173 years ago this March, Henry David Thoreau, age 28, took his axe down to the still chilly shore of Walden Pond and began cutting down pine trees with which to frame his famous cabin. It was an iconic American moment, embodying youth, hope, can-do spirit. It’s my favorite part of “Walden,” the perennial classic written about Thoreau’s two years living in the cabin.
Thoreau seems a uniquely American hero of sorts, one of those figures that only this New World could have produced. But what sort of American? Was he liberal or conservative? Who gets to claim him?
Is it possible that Thoreau is one culture hero that both of the currently bitterly opposed factions could get behind? He is certainly famous for his independence, advising each of us to march to our own drummer. “That government is best which governs least” he said, or at least paraphrased. He would seem to be inspiration to survivalists, anarchists, libertarians. A recent “New Yorker” piece suggested that he has a strong streak of conservative favorite Ayn Rand.
But he’s also hailed by liberal ecologists as precursor, like John Muir, of national parks, one large piece of socialism now being threatened by Trump.
And if he’s an American hero, he’s the sort of American hero that resisted mightily our capitalist economic system, scathingly characterizing life under it as one of “quiet desperation.”
As he explains in a chapter of “Walden” that nobody reads, he grew up a hunter, indulging wild killer impulses of which the NRA might approve. But later in life turned into a radically fastidious vegetarian. (Actually, and weirdly, he depicts himself as ashamed of the animal need to do any sort of eating at all.)
A radical who went to jail for his principles, he wrote “Civil Disobedience,” taken as bible by liberal protesters.
Of course, conservatives might point out that liberal protesting is often against government (as in the Vietnam War era or now with the NRA influenced government). If Thoreau seems a contradictory sort of fellow, government would seem to be contradictory phenomenon. It’s a nuisance when its in your face with taxes, and otherwise regulating your free spirit, but a really good idea when it’s protecting you and yours from the likes of Hitler. Or establishing a national park you enjoy.

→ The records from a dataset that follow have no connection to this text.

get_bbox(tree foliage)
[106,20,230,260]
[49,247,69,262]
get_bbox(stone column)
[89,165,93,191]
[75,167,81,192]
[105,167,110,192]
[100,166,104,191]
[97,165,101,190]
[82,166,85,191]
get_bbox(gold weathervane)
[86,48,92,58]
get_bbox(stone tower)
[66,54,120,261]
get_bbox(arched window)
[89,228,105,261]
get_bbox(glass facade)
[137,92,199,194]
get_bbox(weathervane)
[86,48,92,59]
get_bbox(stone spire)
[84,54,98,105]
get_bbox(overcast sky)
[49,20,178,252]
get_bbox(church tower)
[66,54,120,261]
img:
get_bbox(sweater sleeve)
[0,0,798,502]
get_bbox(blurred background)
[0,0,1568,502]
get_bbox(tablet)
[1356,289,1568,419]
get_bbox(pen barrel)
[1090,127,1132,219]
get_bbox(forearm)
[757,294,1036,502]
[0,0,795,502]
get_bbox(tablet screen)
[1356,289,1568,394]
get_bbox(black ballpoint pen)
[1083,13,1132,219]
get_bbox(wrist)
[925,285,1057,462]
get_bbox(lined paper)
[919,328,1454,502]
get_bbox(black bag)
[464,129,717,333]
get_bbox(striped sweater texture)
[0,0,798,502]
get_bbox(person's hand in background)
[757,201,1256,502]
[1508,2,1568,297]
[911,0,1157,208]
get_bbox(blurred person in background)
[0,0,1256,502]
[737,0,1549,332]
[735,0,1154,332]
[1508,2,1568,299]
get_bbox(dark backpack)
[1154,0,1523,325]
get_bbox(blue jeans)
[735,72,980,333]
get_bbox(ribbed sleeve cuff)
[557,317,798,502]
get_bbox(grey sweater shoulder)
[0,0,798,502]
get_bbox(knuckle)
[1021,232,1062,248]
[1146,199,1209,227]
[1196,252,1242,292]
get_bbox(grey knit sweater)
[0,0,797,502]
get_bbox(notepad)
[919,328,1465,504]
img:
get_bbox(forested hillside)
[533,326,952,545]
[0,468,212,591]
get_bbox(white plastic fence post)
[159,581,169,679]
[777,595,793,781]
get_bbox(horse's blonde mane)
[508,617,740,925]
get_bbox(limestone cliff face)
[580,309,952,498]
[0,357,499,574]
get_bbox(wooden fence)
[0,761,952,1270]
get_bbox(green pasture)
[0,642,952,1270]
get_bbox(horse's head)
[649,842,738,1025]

In what might be taken as a refinement of his “governing least” crack, Thoreau also said that “unlike those who call themselves no-government men, I ask for, not at once no government, but at once a better government,” which seems reasonable enough. Perhaps government is inherently a question of the lesser of evils in a world in which there’s no such thing as a piece of earth with no government.
The site of Thoreau’s famous cabin was not free of either government or capitalism, even 173 years ago. His friend Emerson owned it and gave him permission to build there. On the Outer Cape, only the National Seashore allows us to sit by a pond not unlike Walden Pond and dream of building a cabin (although perhaps not in March, at least this March). But only if the majority of Outer Cape locals at the time had had their way and the Seashore had not been established, and you had been lucky enough to have an indulgent friend with some pond-front land could you actually have built it.
The biggest knock on Thoreau from left or right should be on the limits of his experiment-of- one, whether you see it as liberal or conservative. It would have been more impressive if “Walden” had been a literary demonstration of how to lead a less desperate, mortgage-free life off the grid in your three-bedroom home with a spouse and several kids. To see how that m ight have turned out, read “The Mosquito Coast” by that other writer with the similar name, Theroux.